Nicht zuletzt wegen der Vielfalt an verschiedenen Ursachen ist eine gründliche tierärztliche Untersuchung in allen Fällen von Headshaking dringend anzuraten.

Neben einer eingehenden allgemeinen Untersuchung wird der Tierarzt spezielles Augenmerk auf die Untersuchung des Kopfes legen. Zur Untersuchung eines Headshakers sollte immer auch ein großes Blutbild inklusive aller möglichen Test auf neurologische Infektionskrankheiten, wie beispielsweise Herpesvirus, Borna oder Borreliose, erfolgen. Je nach Art und Ausprägung des Syndroms kann auch eine Röntgenuntersuchung des Kopfes sowie eine endoskopische Untersuchung der oberen Luftwege und des Luftsacks sinnvoll sein.

In vielen Fällen des idiopathischen Headshakings kann trotz intensiver Diagnostik keine Ursache gefunden werden. Es ist daher äußerst wichtig, dass der Tierarzt über diese Art des Ausschlussverfahrens etwaige Auslöser besser eingrenzen oder ausschließen kann. Diese gründliche Vorgehensweise kann daher eine Vielzahl an Tests und Untersuchungen beinhalten. Besprich das genaue Vorgehen im Einzelfall bitte immer mit deiner behandelnden Tierarztpraxis.

Behandlung

Durch die Vielzahl an unterschiedlichen, nicht immer leicht zu diagnostizierenden Ursachen ist auch die Behandlung stark abhängig von den im Einzelfall erhobenen Befunden. Liegt im Fall des symptomatischen Headshakings eine Grunderkrankung als Ursache vor, muss diese selbstverständlich behandelt werden.

Beim idiopathischen Headshaking wird aufgrund mangelnder Ursache vorerst das Symptom behandelt. In leichten Fällen kann mit Hilfe eines feinmaschigen Netzes, welches über den Nüstern befestigt wird, Abhilfe geschaffen werden. Erklärt wird der Erfolg dieser Behandlung mit der ständigen mechanischen Reizung durch das Netz, welche den Nerv vor anderen Reizen abschirmt und so zu einer Linderung des Schmerzreizes führt. Dunkle Gesichtsmasken helfen bei stark lichtinduziertem Headshaking.

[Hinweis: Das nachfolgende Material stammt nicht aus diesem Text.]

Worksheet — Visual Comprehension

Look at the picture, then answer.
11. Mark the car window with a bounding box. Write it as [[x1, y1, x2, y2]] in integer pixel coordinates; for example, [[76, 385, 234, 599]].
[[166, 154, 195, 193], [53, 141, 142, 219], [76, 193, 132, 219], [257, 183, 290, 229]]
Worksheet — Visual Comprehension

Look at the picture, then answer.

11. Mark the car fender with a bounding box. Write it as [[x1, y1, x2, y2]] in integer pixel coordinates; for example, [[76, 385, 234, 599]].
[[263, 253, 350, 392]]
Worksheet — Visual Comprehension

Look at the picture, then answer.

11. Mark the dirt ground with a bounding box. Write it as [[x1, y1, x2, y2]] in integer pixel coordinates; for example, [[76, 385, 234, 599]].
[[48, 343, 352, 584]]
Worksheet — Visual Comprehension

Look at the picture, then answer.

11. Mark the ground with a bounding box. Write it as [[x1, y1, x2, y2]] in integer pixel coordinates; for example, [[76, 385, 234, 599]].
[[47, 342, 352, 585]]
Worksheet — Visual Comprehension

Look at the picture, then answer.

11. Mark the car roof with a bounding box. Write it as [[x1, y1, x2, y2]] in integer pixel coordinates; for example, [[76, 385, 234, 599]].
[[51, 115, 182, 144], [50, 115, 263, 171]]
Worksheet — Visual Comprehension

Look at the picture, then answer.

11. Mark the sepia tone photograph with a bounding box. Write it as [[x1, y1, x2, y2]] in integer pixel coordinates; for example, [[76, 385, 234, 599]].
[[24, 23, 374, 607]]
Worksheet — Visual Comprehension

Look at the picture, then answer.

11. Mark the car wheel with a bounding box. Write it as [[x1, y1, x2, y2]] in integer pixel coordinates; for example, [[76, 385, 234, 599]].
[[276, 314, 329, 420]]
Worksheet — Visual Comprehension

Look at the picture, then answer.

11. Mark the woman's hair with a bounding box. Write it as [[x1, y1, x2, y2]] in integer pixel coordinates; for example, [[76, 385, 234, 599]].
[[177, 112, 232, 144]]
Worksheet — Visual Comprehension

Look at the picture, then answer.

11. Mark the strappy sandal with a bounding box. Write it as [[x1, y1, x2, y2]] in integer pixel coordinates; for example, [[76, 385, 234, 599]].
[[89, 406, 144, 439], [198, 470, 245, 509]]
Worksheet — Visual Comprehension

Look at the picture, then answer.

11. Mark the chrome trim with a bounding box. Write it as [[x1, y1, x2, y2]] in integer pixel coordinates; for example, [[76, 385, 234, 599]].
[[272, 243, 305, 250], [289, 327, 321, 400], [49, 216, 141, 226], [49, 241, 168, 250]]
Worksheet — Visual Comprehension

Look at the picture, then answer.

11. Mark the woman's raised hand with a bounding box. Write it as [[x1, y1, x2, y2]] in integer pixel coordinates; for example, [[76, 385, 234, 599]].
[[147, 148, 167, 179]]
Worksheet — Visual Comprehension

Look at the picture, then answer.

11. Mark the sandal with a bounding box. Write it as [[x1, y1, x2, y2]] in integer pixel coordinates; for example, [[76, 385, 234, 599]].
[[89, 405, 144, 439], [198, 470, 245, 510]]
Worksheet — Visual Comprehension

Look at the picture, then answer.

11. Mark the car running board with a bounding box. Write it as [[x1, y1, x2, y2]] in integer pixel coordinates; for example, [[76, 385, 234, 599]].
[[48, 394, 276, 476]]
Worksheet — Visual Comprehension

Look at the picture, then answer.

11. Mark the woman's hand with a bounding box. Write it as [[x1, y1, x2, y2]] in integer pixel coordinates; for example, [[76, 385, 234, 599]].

Eine medikamentöse Therapie mit krampflösenden oder antiallergischen Mitteln kann in einigen Fällen erfolgreich sein. Diese Präparate fallen allerdings meist unter die Liste der Doping-relevanten Medikamente und sind daher für Pferde, die an Turnieren teilnehmen nicht geeignet.

Da etwa 90% aller Headshaker an einer Überempfindlichkeit des Trigeminus-Nerven leiden, haben sich als weitere Behandlungsmethode verschiedene Operations- und Stimulationstechniken zur Behandlung dieser Neuralgie entwickelt. Allerdings gibt es bisher noch keine Operationsmethode, die einen zufrieden stellenden Erfolg ohne Nebenwirkungen verspricht und daher sollten vor der Entscheidung zu einer Operation die jeweiligen Nutzen und Risiken gegeneinander abgewogen werden.

Oft ist auch eine Kombination verschiedener Behandlungsmethoden erforderlich, um betroffenen Pferden ein Stück Lebensqualität zurück geben zu können. Was genau bei deinem Pferd zum Einsatz kommt, besprich bitte in jedem Fall mit deinem Tierarzt.

Prognose

Pferden mit einem symptomatischen Headshaking kann nach erfolgreicher Therapie der auslösenden Erkrankung ein meist beschwerdefreies weiteres Leben ermöglicht werden. Je genauer die Diagnose gestellt wird, desto besser sind die Heilungsaussichten.

Aber auch die Chancen, dass ein Pferd mit der Diagnose des idiopathischen Headshakings wieder geritten werden kann, sind heute bedeutend höher als noch vor ein paar Jahren. Auch wenn die Krankheit in vielen Fällen nicht komplett geheilt werden kann, so ist es doch inzwischen bei vielen Pferden möglich, die Symptome auf ein erträgliches Maß zu reduzieren, das ihnen ein pferdegerechtes Leben ermöglicht.